『LIFE LINE』前編-3
夏休みの一ヵ月を使って、僕は学校の夏期講習を受けることにした。ウチの高校では毎年この時期になると、県内の大学や進学塾から特勤講師を招いて受験生のサポートをしている。
大学を目指す生徒は殆どがこの講習に参加していて、僕も例外に漏れず受けることにした。
父さんはおそらく僕の進学を希望しているのだろう。別に父親の言いなりになろうとしているわけではないけど、とにかく夏期講習だけ受けていれば、父さんが帰ってきたときにうるさく言われることはない。
それが僕の理由だった。
始業ベルが鳴る五分前に僕は教室に入った。
窓際の空いている席に適当に腰を下ろし、講習が始まるまで時間をつぶしていた。
チャイムが鳴る。
教室のドアが開いて、誰かが入ってきた。
それを合図に雑談をしていた生徒も、勉強をしていた生徒もおとなしく席に座った。
シンと静まり返る教室の中で、その人は真っすぐ教壇に立ち皆を一瞥した。
僕は顔を上げたその人を、驚いて見なおした。
「初めまして、今日からこのクラスを担当する棗です」
僕はノートを開きかけていた手を、止めた。
あの人だ、と思った。
棗と名乗った女性講師は一通り挨拶を終えると出席をとりはじめた。
また会いたいとは思っていたけど、まさかこんなに早く彼女に会えるなんて・・・。
しかも、新しい特勤講師としてだ。
嬉しいような、苦いような複雑な気持ちだった。
誰もいなくなった教室で、僕は一人居残って勉強を続けていた。
黙々とペンを走らせながらぼんやりとどこかから聞こえてくる蝉の音に耳を傾けていた。
本当なら早く帰って冷房の効いた部屋にでも逃げ込みたいところなのだが、そうもいかなかった。
午前の講習が全く身に入らなかったからだ。
偶然が重なって再び現われた彼女に僕は頭が一杯になり、気付いた頃には終業のチャイムが鳴っていた。

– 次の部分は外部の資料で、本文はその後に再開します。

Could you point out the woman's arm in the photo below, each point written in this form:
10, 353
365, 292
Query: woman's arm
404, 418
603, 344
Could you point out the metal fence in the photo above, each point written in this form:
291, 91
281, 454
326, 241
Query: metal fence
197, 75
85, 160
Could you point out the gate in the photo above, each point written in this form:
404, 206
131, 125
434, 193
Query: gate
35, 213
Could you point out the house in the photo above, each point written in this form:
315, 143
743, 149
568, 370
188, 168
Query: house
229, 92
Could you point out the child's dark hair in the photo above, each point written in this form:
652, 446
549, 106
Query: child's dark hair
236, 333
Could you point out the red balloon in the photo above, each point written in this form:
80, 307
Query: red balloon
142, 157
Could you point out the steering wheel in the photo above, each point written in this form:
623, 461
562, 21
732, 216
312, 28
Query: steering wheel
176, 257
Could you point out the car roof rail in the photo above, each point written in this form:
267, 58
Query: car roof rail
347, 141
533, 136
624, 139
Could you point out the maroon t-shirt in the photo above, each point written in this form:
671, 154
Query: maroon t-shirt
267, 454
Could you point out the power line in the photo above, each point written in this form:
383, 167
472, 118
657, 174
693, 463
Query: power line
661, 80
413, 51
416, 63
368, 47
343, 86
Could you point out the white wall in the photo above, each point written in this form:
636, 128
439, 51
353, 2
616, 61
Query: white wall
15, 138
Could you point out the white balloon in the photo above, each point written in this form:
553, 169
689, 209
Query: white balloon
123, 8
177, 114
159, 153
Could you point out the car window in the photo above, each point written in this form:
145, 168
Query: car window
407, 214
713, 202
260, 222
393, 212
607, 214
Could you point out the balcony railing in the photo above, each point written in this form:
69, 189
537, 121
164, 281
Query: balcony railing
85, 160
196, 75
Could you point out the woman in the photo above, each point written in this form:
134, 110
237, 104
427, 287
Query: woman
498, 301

当の彼女といえば、出席の際にチラッと目が合っただけで後は完全に無視だった。 もしかしたら僕のことなど覚えていなかったのかもしれない。
そう見えてしまうほど、教壇に立っている彼女は実に淡々と授業を進めていた。
「はぁ・・・」
僕は何をやっているのだろう。
もう高三の夏になるというのに、せっかく受けにきた講習をこんな形で無駄にしてしまうなんて・・・。
もともとあまり乗り気ではなかった勉強も、父さんのことを考えるとこの夏の間に成績を上げなくては意味がないのに。
そうやって小一時間ほど没頭していただろうか。
気がつくと空が少し白んでいた。グラウンドから聞こえていた野球部の声も、いつしか遠くの方に消えてしまっていた。
そこで、やっと一息をついたところだった。